Istanbul


Mein Mann und ich flogen fuer das vergangene, lange Wochenende nach Istanbul, waehrend die Maedchen bei den Grosseltern blieben. Ich bin immer noch dabei, die Eindruecke zu verdauen. Hier nur ein paar Gedanken- und Gefuehlsfragmente:

Mein Grundhaltung gegenueber der Tuerkei und Tuerken ist doppelt negativ belastet. Als Europaerin schwingt in mir immer noch die Tuerkengefahr nach. Ich habe den „Tuerkenlouis“ im Schloss Rastatt besucht und die Tuerkenbeute in Karlsruhe besichtigt. Ich kenne die Legende, warum der Kipfel „Croissant“ heisst und auch so geformt ist. Und in Israel erinnert man sich ohne jede Sehnsucht an den ehemaligen Souveraein, die Hohe Pforte. Der Fall Konstantinopels war unhinterfragt ein Desaster, so dass es mir merkwuerdig vorkam, wie das Jahr 1453 in Istanbul  gefeiert wird.

Ich habe mir am Flughafen zwei Buecher gekauft:
1453 Im besten Fall finde ich hier eine unparteiische Darstellung, andernfalls ein Beispiel fuer postmoderne Identifikation mit dem „Anderen“.
Das andere Buch ist Orhan Pamuk: The Museum of Innocence. Das sollte mir eine gewisse Innenansicht in das Istanbuler Lebensgefuehl geben.

Am ersten Tag waren mein Mann und ich etwas eingeschuechtert angesichts einer so offensichtlich muslimischen Stadt. Die meisten Hotelgaeste kamen aus arabischen Laendern. Mein Mann will die Aegypter am Akzent erkannt haben. Allerdings stellte sich heraus, dass ein Teil derjenigen, die wir fuer Palaestinenser aus der Westbank gehalten hatten, einen israelischen Pass hatten. Im Nachhinein aergere ich mich ueber die verpasste Gelegenheit: Ich haette versuchen sollen, mit ihnen ins Gespraech zu kommen.

Am zweiten Tag machten wir einen Ausflug auf die Grosse Insel, wo wir Fahrraeder mieteten und viel Spass an der frischen Luft und angesichts der wunderschoenen Ausblicke hatten. Dort hatten wir auch „Urlaub“ von der muslimischen Atmosphaere. Die Insel dient reichen Istanbulern als Sommerdomizil, die weniger Reichen muessen sich mit Tagesausfluegen begnuegen. Eine Moschee habe ich nicht gesehen. Dafuer ein kleines Kloster auf dem Berg und der Fahrradvermieter sprach von einer Synagoge links um die Ecke.

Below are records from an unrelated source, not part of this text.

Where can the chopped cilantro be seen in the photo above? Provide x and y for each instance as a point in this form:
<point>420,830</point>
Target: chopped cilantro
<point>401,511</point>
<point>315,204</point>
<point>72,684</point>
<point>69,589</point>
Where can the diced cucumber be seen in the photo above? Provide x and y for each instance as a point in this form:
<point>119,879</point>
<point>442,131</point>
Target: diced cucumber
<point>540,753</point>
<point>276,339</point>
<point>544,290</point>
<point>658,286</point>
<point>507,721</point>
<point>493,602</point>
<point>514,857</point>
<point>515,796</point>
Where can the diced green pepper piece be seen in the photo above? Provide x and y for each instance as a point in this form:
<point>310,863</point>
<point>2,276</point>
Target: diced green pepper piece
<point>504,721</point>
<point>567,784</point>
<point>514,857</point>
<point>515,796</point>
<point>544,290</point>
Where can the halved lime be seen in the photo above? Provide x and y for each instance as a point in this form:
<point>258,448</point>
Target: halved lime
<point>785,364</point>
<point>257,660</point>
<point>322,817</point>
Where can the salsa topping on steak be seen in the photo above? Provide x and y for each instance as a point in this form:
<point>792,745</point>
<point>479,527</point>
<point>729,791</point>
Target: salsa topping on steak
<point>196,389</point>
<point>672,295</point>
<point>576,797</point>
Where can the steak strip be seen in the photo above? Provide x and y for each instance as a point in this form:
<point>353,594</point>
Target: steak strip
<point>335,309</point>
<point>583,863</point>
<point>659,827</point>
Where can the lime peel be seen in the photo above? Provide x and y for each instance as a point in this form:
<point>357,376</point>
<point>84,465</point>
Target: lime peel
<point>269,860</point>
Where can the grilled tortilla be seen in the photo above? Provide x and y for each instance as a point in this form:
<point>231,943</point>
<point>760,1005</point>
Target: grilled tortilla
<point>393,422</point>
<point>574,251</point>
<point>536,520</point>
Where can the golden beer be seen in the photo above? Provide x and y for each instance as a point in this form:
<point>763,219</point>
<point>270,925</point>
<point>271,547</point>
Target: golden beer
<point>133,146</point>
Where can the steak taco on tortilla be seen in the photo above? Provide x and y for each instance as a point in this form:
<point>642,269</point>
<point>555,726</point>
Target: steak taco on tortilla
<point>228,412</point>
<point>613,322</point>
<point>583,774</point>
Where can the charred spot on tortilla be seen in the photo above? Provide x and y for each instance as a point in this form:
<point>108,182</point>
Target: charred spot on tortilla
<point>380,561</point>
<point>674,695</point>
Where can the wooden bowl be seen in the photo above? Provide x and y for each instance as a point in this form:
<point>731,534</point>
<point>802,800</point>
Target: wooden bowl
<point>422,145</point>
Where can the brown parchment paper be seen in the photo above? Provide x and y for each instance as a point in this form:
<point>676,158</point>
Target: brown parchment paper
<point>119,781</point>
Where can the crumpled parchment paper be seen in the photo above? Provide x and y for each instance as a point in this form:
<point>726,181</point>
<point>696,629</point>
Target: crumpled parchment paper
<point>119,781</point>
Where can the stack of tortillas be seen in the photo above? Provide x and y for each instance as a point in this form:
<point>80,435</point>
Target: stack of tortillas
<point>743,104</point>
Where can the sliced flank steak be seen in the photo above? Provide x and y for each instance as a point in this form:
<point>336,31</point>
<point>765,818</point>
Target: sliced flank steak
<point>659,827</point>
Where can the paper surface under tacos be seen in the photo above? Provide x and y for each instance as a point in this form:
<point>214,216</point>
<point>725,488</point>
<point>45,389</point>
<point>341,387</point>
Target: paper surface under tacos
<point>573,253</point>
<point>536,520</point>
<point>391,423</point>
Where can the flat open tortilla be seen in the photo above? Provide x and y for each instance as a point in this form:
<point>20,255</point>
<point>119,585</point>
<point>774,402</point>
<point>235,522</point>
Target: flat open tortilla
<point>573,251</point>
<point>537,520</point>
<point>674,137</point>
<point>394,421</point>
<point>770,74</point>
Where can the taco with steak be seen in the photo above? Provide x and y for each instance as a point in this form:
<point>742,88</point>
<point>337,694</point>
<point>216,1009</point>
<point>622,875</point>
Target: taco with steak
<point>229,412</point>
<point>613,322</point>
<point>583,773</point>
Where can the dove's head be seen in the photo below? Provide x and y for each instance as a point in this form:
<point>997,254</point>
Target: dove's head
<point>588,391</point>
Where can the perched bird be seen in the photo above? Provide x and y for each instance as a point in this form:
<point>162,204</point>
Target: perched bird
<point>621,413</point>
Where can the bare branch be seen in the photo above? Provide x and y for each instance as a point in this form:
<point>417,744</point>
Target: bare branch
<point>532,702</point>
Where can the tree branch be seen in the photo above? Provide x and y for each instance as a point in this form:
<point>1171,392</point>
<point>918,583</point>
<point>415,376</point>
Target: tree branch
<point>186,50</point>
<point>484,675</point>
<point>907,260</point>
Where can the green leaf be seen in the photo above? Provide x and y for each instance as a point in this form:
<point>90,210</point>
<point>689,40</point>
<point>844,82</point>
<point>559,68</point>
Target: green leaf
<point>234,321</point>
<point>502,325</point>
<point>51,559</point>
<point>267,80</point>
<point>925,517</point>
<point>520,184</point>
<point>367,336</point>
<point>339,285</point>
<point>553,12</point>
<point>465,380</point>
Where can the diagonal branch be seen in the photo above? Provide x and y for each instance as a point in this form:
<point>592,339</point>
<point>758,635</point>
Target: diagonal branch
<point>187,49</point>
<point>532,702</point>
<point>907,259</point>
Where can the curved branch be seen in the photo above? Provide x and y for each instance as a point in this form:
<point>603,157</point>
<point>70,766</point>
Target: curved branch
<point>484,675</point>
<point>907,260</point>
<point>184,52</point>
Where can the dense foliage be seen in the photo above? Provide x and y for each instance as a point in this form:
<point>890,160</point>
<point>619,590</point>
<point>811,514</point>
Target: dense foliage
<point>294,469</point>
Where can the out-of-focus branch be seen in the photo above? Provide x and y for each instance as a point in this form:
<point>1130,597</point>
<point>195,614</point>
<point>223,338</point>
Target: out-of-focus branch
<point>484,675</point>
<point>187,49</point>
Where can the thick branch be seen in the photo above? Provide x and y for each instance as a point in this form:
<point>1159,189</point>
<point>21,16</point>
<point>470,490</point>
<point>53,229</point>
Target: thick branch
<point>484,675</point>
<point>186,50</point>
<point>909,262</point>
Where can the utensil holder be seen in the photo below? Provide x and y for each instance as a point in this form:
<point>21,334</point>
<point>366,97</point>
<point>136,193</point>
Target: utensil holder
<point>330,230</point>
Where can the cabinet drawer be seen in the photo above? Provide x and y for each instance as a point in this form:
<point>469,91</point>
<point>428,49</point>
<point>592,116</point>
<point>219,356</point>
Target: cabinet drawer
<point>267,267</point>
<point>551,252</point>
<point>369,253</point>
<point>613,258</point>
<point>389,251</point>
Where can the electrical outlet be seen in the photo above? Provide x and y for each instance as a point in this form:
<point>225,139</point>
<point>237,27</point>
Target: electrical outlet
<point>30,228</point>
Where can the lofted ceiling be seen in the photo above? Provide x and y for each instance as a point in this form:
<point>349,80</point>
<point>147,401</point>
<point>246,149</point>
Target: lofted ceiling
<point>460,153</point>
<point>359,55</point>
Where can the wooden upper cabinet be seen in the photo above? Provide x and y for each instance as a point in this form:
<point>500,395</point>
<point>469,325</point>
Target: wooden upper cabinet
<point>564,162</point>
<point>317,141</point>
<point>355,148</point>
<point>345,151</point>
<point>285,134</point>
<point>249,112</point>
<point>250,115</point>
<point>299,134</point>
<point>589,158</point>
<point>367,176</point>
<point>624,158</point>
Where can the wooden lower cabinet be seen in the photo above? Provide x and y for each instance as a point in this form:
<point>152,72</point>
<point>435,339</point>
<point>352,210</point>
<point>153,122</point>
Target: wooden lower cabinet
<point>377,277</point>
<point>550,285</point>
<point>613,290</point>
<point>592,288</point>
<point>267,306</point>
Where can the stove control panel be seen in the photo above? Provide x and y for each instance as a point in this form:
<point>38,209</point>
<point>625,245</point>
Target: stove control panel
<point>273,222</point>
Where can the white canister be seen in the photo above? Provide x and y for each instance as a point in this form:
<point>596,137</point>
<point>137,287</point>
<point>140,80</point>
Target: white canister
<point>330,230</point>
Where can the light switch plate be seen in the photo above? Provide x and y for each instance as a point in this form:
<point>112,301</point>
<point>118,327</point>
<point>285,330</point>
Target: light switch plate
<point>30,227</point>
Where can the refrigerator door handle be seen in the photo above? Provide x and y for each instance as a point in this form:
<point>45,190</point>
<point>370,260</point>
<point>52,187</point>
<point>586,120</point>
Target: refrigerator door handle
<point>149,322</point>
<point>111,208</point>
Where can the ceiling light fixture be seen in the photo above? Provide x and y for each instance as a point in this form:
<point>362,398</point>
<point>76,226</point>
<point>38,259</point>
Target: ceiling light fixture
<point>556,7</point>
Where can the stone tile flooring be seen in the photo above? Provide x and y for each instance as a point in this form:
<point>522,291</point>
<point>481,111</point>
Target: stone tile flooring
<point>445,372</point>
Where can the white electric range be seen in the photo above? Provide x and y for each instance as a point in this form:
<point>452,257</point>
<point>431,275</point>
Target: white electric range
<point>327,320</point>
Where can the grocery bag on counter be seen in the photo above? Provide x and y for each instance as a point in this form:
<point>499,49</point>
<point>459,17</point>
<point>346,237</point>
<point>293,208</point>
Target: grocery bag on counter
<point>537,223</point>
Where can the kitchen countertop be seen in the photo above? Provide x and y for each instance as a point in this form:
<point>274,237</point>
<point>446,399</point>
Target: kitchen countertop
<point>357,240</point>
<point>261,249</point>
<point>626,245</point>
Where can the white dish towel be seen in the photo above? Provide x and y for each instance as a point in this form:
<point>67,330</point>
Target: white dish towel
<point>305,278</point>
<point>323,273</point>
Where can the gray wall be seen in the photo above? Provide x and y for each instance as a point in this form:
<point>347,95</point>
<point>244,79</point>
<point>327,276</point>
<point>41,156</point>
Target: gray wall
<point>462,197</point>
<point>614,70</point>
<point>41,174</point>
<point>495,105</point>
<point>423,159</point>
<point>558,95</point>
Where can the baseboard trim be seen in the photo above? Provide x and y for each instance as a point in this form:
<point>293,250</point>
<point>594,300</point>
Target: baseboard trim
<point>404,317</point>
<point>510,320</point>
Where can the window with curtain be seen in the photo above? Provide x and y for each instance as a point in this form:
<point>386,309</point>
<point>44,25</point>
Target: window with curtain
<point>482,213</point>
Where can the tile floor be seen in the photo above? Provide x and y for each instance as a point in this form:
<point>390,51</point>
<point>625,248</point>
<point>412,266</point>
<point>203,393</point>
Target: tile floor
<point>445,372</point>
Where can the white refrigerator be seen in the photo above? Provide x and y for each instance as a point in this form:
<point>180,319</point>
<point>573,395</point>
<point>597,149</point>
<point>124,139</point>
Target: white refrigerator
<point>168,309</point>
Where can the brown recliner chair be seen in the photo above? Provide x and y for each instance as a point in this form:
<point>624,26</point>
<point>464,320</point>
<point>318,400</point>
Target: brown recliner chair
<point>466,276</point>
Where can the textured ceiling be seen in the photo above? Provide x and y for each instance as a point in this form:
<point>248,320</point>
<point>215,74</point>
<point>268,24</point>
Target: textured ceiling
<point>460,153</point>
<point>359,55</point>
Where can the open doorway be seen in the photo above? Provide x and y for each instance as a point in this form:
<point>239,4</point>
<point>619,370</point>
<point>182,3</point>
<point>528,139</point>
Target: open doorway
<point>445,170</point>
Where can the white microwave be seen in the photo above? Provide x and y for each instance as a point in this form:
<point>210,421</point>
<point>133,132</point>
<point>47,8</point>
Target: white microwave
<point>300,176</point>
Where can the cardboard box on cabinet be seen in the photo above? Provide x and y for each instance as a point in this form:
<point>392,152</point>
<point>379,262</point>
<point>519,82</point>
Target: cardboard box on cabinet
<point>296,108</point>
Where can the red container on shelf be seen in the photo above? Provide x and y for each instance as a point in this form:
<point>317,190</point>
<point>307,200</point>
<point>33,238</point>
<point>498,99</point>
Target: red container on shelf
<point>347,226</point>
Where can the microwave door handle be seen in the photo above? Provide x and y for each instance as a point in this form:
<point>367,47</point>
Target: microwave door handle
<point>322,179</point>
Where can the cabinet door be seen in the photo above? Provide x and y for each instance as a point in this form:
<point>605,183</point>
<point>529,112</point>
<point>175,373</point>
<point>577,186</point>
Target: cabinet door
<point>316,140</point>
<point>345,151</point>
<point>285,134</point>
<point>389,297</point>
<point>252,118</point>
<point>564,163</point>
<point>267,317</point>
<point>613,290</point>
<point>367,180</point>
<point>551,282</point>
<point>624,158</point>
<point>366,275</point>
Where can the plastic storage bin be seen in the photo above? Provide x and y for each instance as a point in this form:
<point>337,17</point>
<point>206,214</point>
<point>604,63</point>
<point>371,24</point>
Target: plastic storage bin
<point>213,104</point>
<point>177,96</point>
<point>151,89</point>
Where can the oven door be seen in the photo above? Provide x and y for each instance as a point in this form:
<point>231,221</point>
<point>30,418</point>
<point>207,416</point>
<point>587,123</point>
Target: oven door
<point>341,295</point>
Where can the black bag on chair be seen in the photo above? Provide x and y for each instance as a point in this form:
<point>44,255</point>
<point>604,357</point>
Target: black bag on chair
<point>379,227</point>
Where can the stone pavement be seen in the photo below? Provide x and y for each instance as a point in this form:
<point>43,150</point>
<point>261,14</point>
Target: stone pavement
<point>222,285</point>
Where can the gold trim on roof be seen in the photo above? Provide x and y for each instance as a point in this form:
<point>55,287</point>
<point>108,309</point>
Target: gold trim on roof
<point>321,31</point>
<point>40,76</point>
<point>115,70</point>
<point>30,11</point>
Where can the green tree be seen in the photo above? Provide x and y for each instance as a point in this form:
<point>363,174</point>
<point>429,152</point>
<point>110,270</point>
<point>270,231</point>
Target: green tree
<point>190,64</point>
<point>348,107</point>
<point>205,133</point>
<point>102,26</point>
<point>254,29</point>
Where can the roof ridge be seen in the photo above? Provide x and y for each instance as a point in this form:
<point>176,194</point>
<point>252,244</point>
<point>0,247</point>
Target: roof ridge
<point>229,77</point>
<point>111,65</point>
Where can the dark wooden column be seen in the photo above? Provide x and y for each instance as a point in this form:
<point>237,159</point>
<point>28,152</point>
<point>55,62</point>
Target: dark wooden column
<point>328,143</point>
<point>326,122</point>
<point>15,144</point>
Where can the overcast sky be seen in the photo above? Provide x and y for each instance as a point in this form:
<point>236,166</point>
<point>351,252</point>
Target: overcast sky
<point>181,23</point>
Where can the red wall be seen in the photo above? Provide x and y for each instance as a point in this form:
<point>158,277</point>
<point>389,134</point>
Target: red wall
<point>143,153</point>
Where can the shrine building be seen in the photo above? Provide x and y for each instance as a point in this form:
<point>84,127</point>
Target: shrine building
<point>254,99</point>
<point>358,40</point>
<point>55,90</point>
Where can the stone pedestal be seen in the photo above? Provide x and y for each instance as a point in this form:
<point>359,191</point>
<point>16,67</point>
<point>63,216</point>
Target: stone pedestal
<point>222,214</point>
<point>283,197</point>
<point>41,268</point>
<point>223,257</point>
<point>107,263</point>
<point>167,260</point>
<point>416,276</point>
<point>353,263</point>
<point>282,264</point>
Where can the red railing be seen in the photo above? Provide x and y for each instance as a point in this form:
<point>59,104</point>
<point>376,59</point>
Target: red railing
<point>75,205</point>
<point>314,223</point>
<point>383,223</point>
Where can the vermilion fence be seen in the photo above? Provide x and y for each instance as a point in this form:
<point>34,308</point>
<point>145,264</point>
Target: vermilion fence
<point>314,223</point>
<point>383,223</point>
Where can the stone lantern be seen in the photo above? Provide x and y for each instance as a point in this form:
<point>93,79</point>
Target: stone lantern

Am 3. Tag konnten wir uns schon vorstellen, in Istanbul zu leben, auch wenn wir weiterhin die allgegenwaertige anti-israelische Propaganda zur Kenntnis nahmen. Dieses Modell der Al-Aksa-Moschee erspaehte mein Mann von der Terasse einer Konditorei, wo wir uns vom vielen Herumlaufen erholten.

Anscheinend war es nach der Demonstration dort abgestellt worden.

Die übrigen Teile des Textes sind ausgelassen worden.